What do HTA decisionmakers care about?

Is it clinical benefit? Cost? Value? The availability of treatment alternatives? To answer this question, a paper by Wranik et al. (2019) conducted a discrete choice experiment DCE to determine HTA stakeholders stated preferences. The sample consisted of HTA stakeholders from 5 countries: Australia, Canada, Germany, Poland, and the United Kingdom. The stakeholders included not only HTA committee members but also clinical and economic experts and, patients.

The attributes evaluated included survival benefit, adverse events, incremental health system cost per patient, number of patients eligible for treatment, and the availability of other treatment options. The authors first used DCE and binary logistic model to estimate how treatment attributes would affect the likelihood of public reimbursement. The authors also used an estimation technique that combines a DCE approach with profile best-worst scaling (BWS). In the BWS–as the name indicates–respondents are asked to determine which treatment attribute is best and which is worst. The authors justify their approach as follows:

The combining of DCE with BWS has 2 advantages: (1) typically the BWS task is considered to be cognitively less strenuous, and (2) a hybrid DCE/BWS model allows for the elicitation of more preference information from a given sample while limiting the respondents’ cognitive burden

The DCE/BWS approach was estimated using a Bayesian approach with non-informative priors. The Bayesian model allowed for the estimation of the impacts of attribute levels on the preferred choice, the best characteristic and the worst characteristic.

The authors found that:

HTA stakeholders consistently focus on a strong clinical benefit as the most relevant characteristic of a cancer drug. Some concerns have been voiced by the public that HTA agencies focus on cost-effectiveness alone,62 but our respondents suggested otherwise. Cost attributes ranked below a strong clinical benefit, and recommendations based on cost attributes were made with less conviction.

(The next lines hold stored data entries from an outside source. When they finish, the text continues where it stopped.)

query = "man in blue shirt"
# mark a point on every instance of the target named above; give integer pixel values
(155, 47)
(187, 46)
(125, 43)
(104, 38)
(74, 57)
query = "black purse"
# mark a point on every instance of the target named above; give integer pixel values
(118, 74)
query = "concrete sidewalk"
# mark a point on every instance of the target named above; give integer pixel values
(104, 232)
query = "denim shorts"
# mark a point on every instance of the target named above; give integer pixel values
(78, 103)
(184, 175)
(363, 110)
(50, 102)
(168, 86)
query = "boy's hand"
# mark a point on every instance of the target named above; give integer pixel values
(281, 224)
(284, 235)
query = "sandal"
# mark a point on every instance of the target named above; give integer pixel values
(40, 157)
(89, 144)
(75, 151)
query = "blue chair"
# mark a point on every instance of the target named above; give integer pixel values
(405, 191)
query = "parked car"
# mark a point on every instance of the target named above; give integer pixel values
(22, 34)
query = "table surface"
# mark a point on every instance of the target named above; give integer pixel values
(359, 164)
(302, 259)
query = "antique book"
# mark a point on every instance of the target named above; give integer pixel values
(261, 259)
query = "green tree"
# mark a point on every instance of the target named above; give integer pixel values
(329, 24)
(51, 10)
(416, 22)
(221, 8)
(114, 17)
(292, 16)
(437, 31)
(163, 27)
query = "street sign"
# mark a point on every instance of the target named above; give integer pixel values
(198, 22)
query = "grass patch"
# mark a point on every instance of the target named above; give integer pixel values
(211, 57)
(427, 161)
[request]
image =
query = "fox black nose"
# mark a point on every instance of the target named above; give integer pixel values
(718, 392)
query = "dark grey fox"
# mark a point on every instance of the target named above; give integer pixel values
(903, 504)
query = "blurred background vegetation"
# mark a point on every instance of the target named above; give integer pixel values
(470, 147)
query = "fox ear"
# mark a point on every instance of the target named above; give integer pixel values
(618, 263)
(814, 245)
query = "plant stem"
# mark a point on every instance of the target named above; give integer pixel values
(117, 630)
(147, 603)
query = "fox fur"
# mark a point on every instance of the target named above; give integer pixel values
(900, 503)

The results are interesting but highlight the drawback of this approach. Decisionmakers perhaps value clinical information most in a hypothetical situation but in the real-world, value (i.e., cost-effectiveness) often dominates. For instance, a paper by Dakin et al. 2015 found that:

Cost‐effectiveness alone correctly predicted 82% of decisions; few other variables were significant and alternative model specifications had similar performance. 
Cost‐effectiveness alone correctly predicted 82% of decisions; few other variables were significant and alternative model specifications had similar performance. 


Sources:

  • Wranik WD, Jakubczyk M, Drachal K. Ranking the Criteria Used in the Appraisal of Drugs for Reimbursement: A Stated Preferences Elicitation With Health Technology Assessment Stakeholders Across Jurisdictional Contexts. Value in Health. 2019 Dec 16.
  • Dakin H, Devlin N, Feng Y, Rice N, O’Neill P, Parkin D. The influence of cost‐effectiveness and other factors on nice decisions. Health economics. 2015 Oct;24(10):1256-71.